My urge was to run, anywhere but here, at a taxi stand, with rain blowing the hard truth. I could run to a bridge, climb its railings. Test the city’s force of orange peacekeepers. But I hadn’t air enough in my lungs to act, so I stood. Frozen. Remotely viewing the crowds as they walked on past those posters, as if it was normal. Inevitable. And on the short taxi ride home, I couldn’t help but wonder – am I safe?
HOTELS
THE RIGHT PLACE
Rosamund Davies
When we return to the hotel, it is no longer here.
The taxi dropped us off here that morning, we think… we’re pretty sure, we hope… and there is a hotel here and it looks like our hotel, but it does not have the name of our hotel.
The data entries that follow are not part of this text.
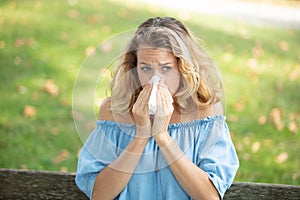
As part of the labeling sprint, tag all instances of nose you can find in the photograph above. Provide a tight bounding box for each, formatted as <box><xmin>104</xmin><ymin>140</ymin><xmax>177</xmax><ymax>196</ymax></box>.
<box><xmin>150</xmin><ymin>72</ymin><xmax>163</xmax><ymax>84</ymax></box>
<box><xmin>152</xmin><ymin>68</ymin><xmax>163</xmax><ymax>79</ymax></box>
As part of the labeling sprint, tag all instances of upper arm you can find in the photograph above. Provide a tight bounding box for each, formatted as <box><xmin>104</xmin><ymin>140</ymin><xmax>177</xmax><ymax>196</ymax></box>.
<box><xmin>197</xmin><ymin>119</ymin><xmax>239</xmax><ymax>198</ymax></box>
<box><xmin>98</xmin><ymin>97</ymin><xmax>114</xmax><ymax>121</ymax></box>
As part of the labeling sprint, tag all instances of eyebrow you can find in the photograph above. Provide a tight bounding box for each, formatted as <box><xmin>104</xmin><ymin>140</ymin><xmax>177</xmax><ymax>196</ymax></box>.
<box><xmin>159</xmin><ymin>62</ymin><xmax>173</xmax><ymax>66</ymax></box>
<box><xmin>138</xmin><ymin>62</ymin><xmax>150</xmax><ymax>66</ymax></box>
<box><xmin>138</xmin><ymin>62</ymin><xmax>173</xmax><ymax>66</ymax></box>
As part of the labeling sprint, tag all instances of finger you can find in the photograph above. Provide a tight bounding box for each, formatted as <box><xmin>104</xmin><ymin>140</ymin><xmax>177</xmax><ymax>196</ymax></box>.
<box><xmin>160</xmin><ymin>90</ymin><xmax>171</xmax><ymax>115</ymax></box>
<box><xmin>142</xmin><ymin>83</ymin><xmax>153</xmax><ymax>109</ymax></box>
<box><xmin>140</xmin><ymin>82</ymin><xmax>152</xmax><ymax>97</ymax></box>
<box><xmin>156</xmin><ymin>89</ymin><xmax>162</xmax><ymax>106</ymax></box>
<box><xmin>158</xmin><ymin>83</ymin><xmax>173</xmax><ymax>105</ymax></box>
<box><xmin>158</xmin><ymin>80</ymin><xmax>173</xmax><ymax>102</ymax></box>
<box><xmin>156</xmin><ymin>90</ymin><xmax>169</xmax><ymax>117</ymax></box>
<box><xmin>155</xmin><ymin>90</ymin><xmax>166</xmax><ymax>117</ymax></box>
<box><xmin>160</xmin><ymin>87</ymin><xmax>174</xmax><ymax>115</ymax></box>
<box><xmin>164</xmin><ymin>87</ymin><xmax>173</xmax><ymax>104</ymax></box>
<box><xmin>135</xmin><ymin>83</ymin><xmax>152</xmax><ymax>109</ymax></box>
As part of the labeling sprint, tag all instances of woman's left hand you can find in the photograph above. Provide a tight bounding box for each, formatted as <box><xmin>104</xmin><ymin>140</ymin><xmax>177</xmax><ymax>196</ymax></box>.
<box><xmin>151</xmin><ymin>81</ymin><xmax>174</xmax><ymax>137</ymax></box>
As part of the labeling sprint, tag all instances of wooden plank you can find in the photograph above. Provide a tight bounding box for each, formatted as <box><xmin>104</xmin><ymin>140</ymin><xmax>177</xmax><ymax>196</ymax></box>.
<box><xmin>224</xmin><ymin>182</ymin><xmax>300</xmax><ymax>200</ymax></box>
<box><xmin>0</xmin><ymin>168</ymin><xmax>88</xmax><ymax>200</ymax></box>
<box><xmin>0</xmin><ymin>168</ymin><xmax>300</xmax><ymax>199</ymax></box>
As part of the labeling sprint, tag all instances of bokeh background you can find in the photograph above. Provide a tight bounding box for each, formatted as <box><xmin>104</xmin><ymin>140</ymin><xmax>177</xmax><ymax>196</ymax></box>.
<box><xmin>1</xmin><ymin>0</ymin><xmax>300</xmax><ymax>185</ymax></box>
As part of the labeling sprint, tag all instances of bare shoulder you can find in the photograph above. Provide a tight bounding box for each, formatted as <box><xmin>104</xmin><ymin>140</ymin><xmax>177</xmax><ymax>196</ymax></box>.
<box><xmin>98</xmin><ymin>97</ymin><xmax>114</xmax><ymax>121</ymax></box>
<box><xmin>199</xmin><ymin>102</ymin><xmax>224</xmax><ymax>119</ymax></box>
<box><xmin>212</xmin><ymin>101</ymin><xmax>224</xmax><ymax>115</ymax></box>
<box><xmin>98</xmin><ymin>97</ymin><xmax>135</xmax><ymax>124</ymax></box>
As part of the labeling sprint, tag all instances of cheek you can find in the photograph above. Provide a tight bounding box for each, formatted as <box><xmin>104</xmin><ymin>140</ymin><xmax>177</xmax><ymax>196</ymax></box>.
<box><xmin>137</xmin><ymin>71</ymin><xmax>150</xmax><ymax>87</ymax></box>
<box><xmin>165</xmin><ymin>74</ymin><xmax>181</xmax><ymax>94</ymax></box>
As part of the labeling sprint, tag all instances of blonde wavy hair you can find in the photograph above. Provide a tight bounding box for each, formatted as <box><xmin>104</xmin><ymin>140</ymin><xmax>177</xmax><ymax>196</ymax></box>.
<box><xmin>110</xmin><ymin>17</ymin><xmax>223</xmax><ymax>114</ymax></box>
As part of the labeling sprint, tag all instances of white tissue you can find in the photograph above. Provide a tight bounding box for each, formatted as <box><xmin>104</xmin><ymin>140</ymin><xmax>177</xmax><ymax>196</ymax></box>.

So we look at the dot on our phone and we find that we are almost in the right place, but not quite. We need to move up the street a bit.
So we move up the street until we reach the dot. But the dot is not in the right place. It marks an empty shop that we do not recognise at all.
So we ask a passerby, who tells us that the place we are looking for is not in this street at all.
So we turn right and right again and find another street with another hotel that has the right name.
But this hotel does not look like our hotel. Has our hotel got bored in our absence and swapped names with the hotel in the next street? Has it reproduced or split into two? How can we get our hotel back into the right place? And what tricks will it play on us tomorrow?
LIFTED
Jane Roberts
As you lie in bed in the executive hotel room that was an upgrade because you complained about your original room not overlooking the garden, you are kept awake by the rumblings of the lift – straps and cogs and hydraulics throbbing and graunching. It occurs to you that the hotel must be an exceptionally busy hotel, and, therefore, you have picked a good hotel. The thought is almost enough to send you into a contented sleep. Almost. It does not occur to you that the hotel reception staff are pressing the lift buttons on the ground floor all night long.
YOUR BRAND OF SMOKES
Jess
e Sensibar
I’m leaned up against the old cigarette machine that hulks in the shadows to the right of the main door to the bar of the lounge, almost underground in the bottom of the old hotel. I’m up against the big machine because it’s about the only place left to stand in the crowded, smoky bar.
The machine and me are the only two things not moving in the place. The music is hard and fast and the crowd moves pogo-style with it.
I’ve got a lot of love for this cigarette machine. My grandfather was one of the first Marlboro Men.
It’s so old it is mechanical instead of being electronic. It jams every once and a while but it mostly works pretty flawlessly. You pick your brand of smoke from the pictures on the face of the machine and put your coins in the slot. Below each picture is a small round chrome knob decorated and edged with tiny scallops. You grab the knob and pull, the knob comes out towards you a full ten or twelve inches on a steel slide with a sound like working a long action on a 12 gauge pump shotgun. It makes the same resounding chunk, when your pack of cigarettes falls out of the machine and into the tray below, as a shotgun does when it chambers another shell.
TWO TILL FOUR
Liam Hogan
She stretched out on the rumpled linen, listening to the shower from the hotel en suite. There was something indolent about sex in the afternoon. The knowledge that everyone else was at their desks, staring at spreadsheets or unravelling corporate memos, minds dulled by a snatched lunch.
She’d be one of them if she hadn’t, some four months earlier, invented a weekly therapy session. She’d never specified what the therapy was and her boss had been too nervous to pry. Presumably he thought she was seeing a shrink.
He can’t have been disappointed with the results. On Tuesdays, both after and before her appointment, she was relaxed and simultaneously more focused. Whether it was the sex or simply the midday timeout, she often returned with the solution to a tricky problem, or a new direction for her team to take.
Her lover didn’t have any difficulty getting away either. One of the perks of being freelance. Or self-unemployed, as he joked when things weren’t going so well. She didn’t mind paying for the room; a block booking made it indecently affordable.